Can SEO’s transition into broader marketing roles?

I’d argue we’re already there.

I Saw this post by (Anthony Rame) and thought about how SEO really is just another "arm" of marketing. As SEOs we live these marketing lessons every day, we just call them something else.

Market to fewer people, not more
→ Long-tail keywords. Stop chasing 50k/month search volume and start owning the queries where people already know what they want. Specificity converts.

Your story must match theirs
→ Search intent. If your page doesn't match why someone searched, they bounce. Google notices. You lose rankings. It's that simple (at least sometimes)

Fake urgency kills trust
→ Clickbait title tags. You know the ones, "You WON'T believe..." might get the click, but when the page doesn't deliver, dwell time tanks and so does your ranking.

Nobody cares about your product
→ Nobody cares about your website either. They care about the answer to their question. Build content around their problem, not your solution. This way your website actually starts to matter as well.

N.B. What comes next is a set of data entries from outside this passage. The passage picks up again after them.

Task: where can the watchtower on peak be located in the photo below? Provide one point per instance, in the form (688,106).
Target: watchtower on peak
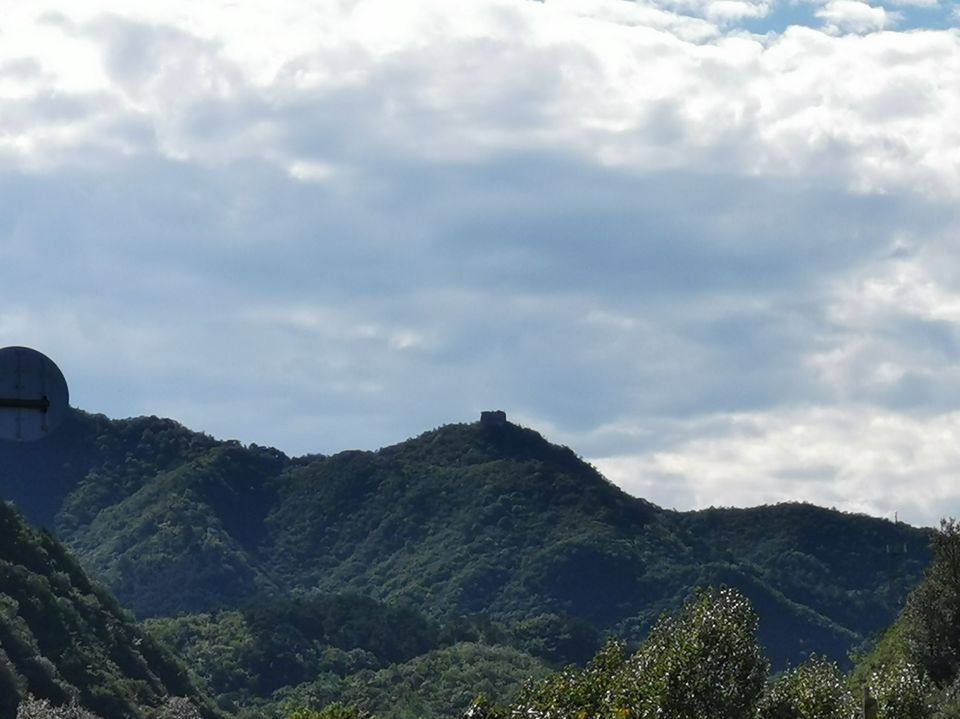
(493,418)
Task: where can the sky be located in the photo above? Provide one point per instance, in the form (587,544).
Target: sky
(711,245)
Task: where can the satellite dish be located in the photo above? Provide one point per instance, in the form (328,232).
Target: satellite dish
(33,395)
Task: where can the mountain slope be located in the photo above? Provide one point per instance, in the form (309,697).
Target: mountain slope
(460,520)
(62,638)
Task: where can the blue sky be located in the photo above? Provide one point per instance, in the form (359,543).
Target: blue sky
(709,244)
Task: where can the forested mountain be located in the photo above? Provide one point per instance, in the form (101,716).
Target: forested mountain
(463,521)
(64,639)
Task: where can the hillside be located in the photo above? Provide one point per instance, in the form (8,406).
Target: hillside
(63,638)
(461,520)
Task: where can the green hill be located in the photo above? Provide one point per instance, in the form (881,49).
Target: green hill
(62,638)
(460,521)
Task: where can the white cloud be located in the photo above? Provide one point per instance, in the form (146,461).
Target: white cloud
(856,459)
(635,223)
(855,16)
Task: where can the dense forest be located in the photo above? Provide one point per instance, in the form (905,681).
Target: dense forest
(407,581)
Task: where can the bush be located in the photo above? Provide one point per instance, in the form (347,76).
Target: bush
(813,690)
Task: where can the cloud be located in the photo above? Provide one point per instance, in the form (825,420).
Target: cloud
(854,16)
(854,458)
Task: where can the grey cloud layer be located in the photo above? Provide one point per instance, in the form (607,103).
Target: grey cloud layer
(712,261)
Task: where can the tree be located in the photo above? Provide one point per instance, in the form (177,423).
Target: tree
(814,690)
(704,662)
(932,615)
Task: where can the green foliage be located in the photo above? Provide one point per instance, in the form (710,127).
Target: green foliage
(705,661)
(814,690)
(901,691)
(484,534)
(331,711)
(64,641)
(932,616)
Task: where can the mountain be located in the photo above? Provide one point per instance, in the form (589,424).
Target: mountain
(465,519)
(62,638)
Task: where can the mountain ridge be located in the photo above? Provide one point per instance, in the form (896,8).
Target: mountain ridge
(462,519)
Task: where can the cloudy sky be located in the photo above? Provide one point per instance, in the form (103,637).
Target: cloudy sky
(712,245)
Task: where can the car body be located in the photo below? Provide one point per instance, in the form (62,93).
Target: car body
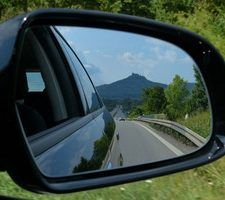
(45,156)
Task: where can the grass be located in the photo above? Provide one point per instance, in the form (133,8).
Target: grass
(200,183)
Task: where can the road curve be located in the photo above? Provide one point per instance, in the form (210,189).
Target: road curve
(139,144)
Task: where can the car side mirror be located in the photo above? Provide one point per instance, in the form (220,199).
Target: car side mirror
(99,99)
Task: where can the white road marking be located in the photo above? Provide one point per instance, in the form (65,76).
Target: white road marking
(167,144)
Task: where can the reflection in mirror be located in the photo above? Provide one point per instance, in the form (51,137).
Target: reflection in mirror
(149,105)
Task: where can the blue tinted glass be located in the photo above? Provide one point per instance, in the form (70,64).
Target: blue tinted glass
(35,82)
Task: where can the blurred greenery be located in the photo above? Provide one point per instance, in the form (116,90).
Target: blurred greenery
(206,17)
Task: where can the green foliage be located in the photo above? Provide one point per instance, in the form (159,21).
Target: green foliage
(177,97)
(205,17)
(136,111)
(199,122)
(154,100)
(199,100)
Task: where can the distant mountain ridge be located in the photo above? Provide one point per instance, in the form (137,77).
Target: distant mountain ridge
(130,87)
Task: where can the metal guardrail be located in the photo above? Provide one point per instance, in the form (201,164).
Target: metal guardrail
(188,133)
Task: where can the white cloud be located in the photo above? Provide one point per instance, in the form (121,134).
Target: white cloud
(137,60)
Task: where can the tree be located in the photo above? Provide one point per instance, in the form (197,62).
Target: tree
(199,100)
(177,95)
(154,100)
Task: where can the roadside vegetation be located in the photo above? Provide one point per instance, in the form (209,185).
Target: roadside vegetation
(206,17)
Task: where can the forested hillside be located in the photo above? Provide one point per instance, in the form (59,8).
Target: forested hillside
(205,17)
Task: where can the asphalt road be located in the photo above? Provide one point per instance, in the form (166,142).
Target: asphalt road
(140,144)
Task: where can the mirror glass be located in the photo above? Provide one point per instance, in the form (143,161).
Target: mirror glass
(94,99)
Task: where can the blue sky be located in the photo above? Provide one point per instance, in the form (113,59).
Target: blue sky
(110,55)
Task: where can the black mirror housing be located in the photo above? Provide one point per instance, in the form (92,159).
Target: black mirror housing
(21,165)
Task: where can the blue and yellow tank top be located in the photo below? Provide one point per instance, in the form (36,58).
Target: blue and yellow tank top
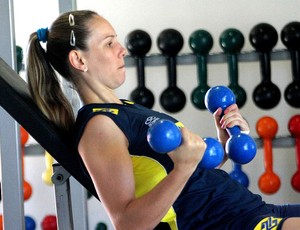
(210,199)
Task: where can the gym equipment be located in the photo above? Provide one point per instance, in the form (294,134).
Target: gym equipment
(164,136)
(47,174)
(200,42)
(269,182)
(263,37)
(240,147)
(138,44)
(16,100)
(238,175)
(29,223)
(294,129)
(49,223)
(27,187)
(101,226)
(290,37)
(170,42)
(232,41)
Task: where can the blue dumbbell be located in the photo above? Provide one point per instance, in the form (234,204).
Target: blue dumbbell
(240,147)
(164,136)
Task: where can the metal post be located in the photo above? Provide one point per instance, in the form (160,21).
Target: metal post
(11,157)
(61,183)
(77,192)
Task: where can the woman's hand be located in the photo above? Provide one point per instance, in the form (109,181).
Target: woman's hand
(232,117)
(188,155)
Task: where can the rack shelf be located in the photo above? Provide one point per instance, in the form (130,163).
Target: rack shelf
(190,58)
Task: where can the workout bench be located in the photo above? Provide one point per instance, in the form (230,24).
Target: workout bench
(16,100)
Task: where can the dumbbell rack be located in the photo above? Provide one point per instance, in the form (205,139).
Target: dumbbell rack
(216,58)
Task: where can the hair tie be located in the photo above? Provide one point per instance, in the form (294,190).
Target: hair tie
(42,34)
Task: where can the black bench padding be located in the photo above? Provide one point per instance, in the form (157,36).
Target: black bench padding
(16,100)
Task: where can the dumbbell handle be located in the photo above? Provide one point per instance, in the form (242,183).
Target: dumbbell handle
(164,136)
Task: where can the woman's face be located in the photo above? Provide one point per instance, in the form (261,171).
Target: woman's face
(105,55)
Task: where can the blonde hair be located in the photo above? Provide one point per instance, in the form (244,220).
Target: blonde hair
(42,64)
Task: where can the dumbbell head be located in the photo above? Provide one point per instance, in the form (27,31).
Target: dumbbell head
(263,37)
(290,35)
(138,43)
(232,41)
(170,42)
(219,97)
(200,42)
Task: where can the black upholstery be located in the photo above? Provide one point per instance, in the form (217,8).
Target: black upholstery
(16,100)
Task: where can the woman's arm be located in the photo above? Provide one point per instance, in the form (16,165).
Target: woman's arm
(104,150)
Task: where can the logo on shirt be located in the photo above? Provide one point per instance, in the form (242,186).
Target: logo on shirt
(268,223)
(151,120)
(109,110)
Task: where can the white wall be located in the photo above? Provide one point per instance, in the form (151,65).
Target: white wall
(185,16)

Your job is to create change, not awareness
→ Impressions and rankings are vanity. Did the user convert? Did they come back? Organic traffic that doesn't move people is just noise in Search Console.

Permission beats interruption
→ SEO IS permission marketing. The user typed the query. They invited you in. That's fundamentally different from an ad that interrupted their scroll.

Don't change what people believe, match it
→ E-E-A-T. Google rewards sources that align with what people already trust - established expertise, real authors, consistent signals. You can't fake authority, you have to earn it.

So yeah... can SEOs transition into broader marketing roles?
I would say yes, because the thinking is already there.

We've been doing marketing. We just had a different job title.